Most of the tools we use on daily basis to develop applications with any kind of programming language need to understand our code in order to help us while we are writing, reading, or creating code.
We open an editor, we read highlighted code, we like suggestions when we write a
dot and we use compilers, minifiers, compressors, obfuscators, converters, documentation generators ... but have we ever though about the program behind our same program? Have we never thought that highlights, suggestions, minifications, and syntax analyzer do not come for free and these are primordial programs we've ever used often without even realizing we are using it?
This post is about general suggestions, techniques, and practices, used to map code. In this specific case, we will analyze step by step the logic behind a
code mapper using the most used programming language in the world:
JavaScript.
Map VS Tokens
First of all we need to understand what we need. A Map could be considered a generic list of coordinates able to tell us "
what is where" while a tokenizer is usually an extremely detailed map with extra info, where everything is deeply analyzed and hopefully never casual, as a map could be.
Every programming language has an interpreter, and usually an interpreter is able to analyze the syntax and create tokens to use runtime or to compile the language into another one (byte/machine code). As metaphoric example, the world is an open source application and we, nature and animals included, are tokens, then everything is part of a global application.

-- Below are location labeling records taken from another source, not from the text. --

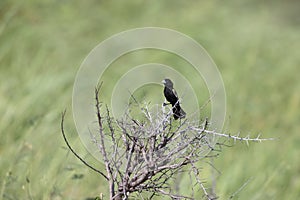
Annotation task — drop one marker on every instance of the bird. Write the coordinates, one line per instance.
(172, 97)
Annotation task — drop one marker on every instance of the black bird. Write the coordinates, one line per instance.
(172, 98)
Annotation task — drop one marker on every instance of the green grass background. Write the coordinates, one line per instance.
(255, 45)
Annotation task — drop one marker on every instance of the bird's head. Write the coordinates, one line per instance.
(168, 83)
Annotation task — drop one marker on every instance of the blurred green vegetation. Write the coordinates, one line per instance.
(255, 44)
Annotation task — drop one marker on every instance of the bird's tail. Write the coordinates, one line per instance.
(178, 112)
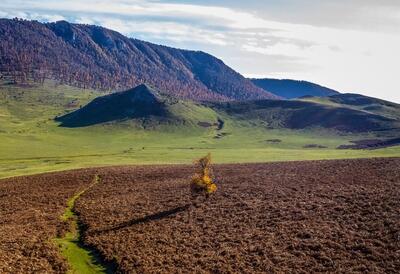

So far, services such Google Map, are applications able to map the world. Google Map does not (yet) care about our role in the system, it simply tells us
what/who is where. Silly metaphors a part, being global tokens analysis much harder to perform, this post will talk about the simple way: the generic Map, but if interested, and again via JavaScript, we could have a look into Narcissus, a good old
Mozilla Project able to analyze JavaScript via JavaScript itself.
Time To Start Thinking About The Problem
OK, everything seems so easy for human eyes ... we take a string, we recognize what is where, and that's it! Easy! Specially with an highlighter able to make code lecture a pleasure, isn't it?
Well, we'll see that things are not that simple as we think, and that is why historical projects such
Scintilla are still under development.
What We Are Interested About
As I have said, JavaScript will be the reference language but problems and techniques are similar for every other.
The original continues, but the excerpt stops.